My first in-hospital clinical was the ER. As I wrote, "it was overwhelming, crazy and exciting." Or as my preceptor for the day summed it up, "go big, or go home." Crawling through the vault of memory I remember giving my first IV push, phennergan and morphine. I was shaking, hardly had my facts together as I approached the patient, clinical educator in tow, did the 5 rights, explained the medication I was giving, how it worked and why, then giving it. I was literally shaking in my scrubs. Compare that to current.

Last shift I gave IV antibiotics, IV push diltiazem, titrated a dilt drip, not to mention the regular cocktail of meds I pass on a near daily basis. All without giving much of a second thought past the required patient identifiers, reason, action and why. All of that was now internal, unless I had to explain to the patient (if they were able to understand me.) I had acquired the confidence to do this, automatically. Like many of things one does on a typical shift, assessments, line draws, manual BPs, dropping NGs and Foleys, starting IVs, the work of the registered nurse. While it is not automatic in a drone-like fashion, it is automatic in the technique. I can't really explain it without sounding like a robot or a dangerous nurse, but it is almost a Zen-like automaticity. I still have a looooong way to go though.

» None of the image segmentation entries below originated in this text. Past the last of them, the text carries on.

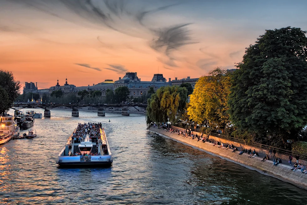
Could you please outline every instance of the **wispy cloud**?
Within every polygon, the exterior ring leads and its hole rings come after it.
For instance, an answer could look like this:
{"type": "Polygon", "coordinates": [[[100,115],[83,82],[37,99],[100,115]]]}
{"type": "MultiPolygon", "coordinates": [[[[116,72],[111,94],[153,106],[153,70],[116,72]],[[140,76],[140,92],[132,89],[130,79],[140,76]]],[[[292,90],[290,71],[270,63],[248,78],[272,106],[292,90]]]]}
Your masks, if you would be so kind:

Confidence is a funny thing though. It comes and goes. Lately, I have had a string of great IV starts. Our facility has a dedicated IV team that will start a line when needed. This is a double edged sword. You have the resources tonot have to worry starting a line, but at the same time, your skills do not improve. It ain't like riding a bicycle. So I had a run of good starts, even on patients that were not easy. Then a runs of bad ones. I couldn't get a 20 guage in the healthy (albeit ETOH detoxing) guy who had great big veins, much less the geriatric renal patient. Then out of the blue, I had to get one of my patients ready for open heart. I figured, may as well have a look-see. And there it was, big juicy, right on top the of the forearm. Without a thought, the 18g went in, done. Confidence re-gained.

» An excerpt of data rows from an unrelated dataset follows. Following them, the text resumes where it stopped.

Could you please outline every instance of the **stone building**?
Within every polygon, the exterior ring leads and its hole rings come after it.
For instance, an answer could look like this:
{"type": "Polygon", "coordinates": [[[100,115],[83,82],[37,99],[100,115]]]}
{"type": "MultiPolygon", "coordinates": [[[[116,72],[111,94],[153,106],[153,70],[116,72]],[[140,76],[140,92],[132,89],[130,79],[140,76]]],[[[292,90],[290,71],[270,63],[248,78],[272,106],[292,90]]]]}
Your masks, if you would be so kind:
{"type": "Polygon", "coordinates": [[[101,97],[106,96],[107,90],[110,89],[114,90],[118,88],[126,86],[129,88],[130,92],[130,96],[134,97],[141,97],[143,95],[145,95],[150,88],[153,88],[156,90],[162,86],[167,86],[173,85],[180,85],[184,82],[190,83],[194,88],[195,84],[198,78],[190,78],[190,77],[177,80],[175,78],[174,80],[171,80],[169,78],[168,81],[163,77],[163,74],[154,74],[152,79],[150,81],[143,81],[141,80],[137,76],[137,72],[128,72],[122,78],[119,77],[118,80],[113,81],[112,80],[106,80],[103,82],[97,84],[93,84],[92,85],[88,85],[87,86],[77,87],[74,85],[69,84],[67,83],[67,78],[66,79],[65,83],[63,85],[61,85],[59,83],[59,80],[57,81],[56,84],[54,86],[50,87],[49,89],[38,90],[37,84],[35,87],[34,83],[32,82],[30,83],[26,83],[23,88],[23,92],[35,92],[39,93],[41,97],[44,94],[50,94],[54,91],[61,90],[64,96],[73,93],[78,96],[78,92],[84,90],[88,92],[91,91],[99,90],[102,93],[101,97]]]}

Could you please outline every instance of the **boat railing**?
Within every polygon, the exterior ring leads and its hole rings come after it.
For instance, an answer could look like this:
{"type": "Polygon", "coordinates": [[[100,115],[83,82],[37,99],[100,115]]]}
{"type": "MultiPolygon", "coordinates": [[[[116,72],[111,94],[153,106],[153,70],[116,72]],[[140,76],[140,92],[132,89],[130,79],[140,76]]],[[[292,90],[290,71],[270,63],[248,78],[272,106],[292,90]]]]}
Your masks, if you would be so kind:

We'll see how long it lasts.

1 Comment:

  1. Wanderer said...
    Lessee, graduated a year ago, passed the boards in September, been on my current unit since December. IVs are unique. Personally I think there are more frightful things than them (repeat after me: rectal tube), although they have their moments. It's a skill, and like any skill, it gets better with practice. Good luck with school!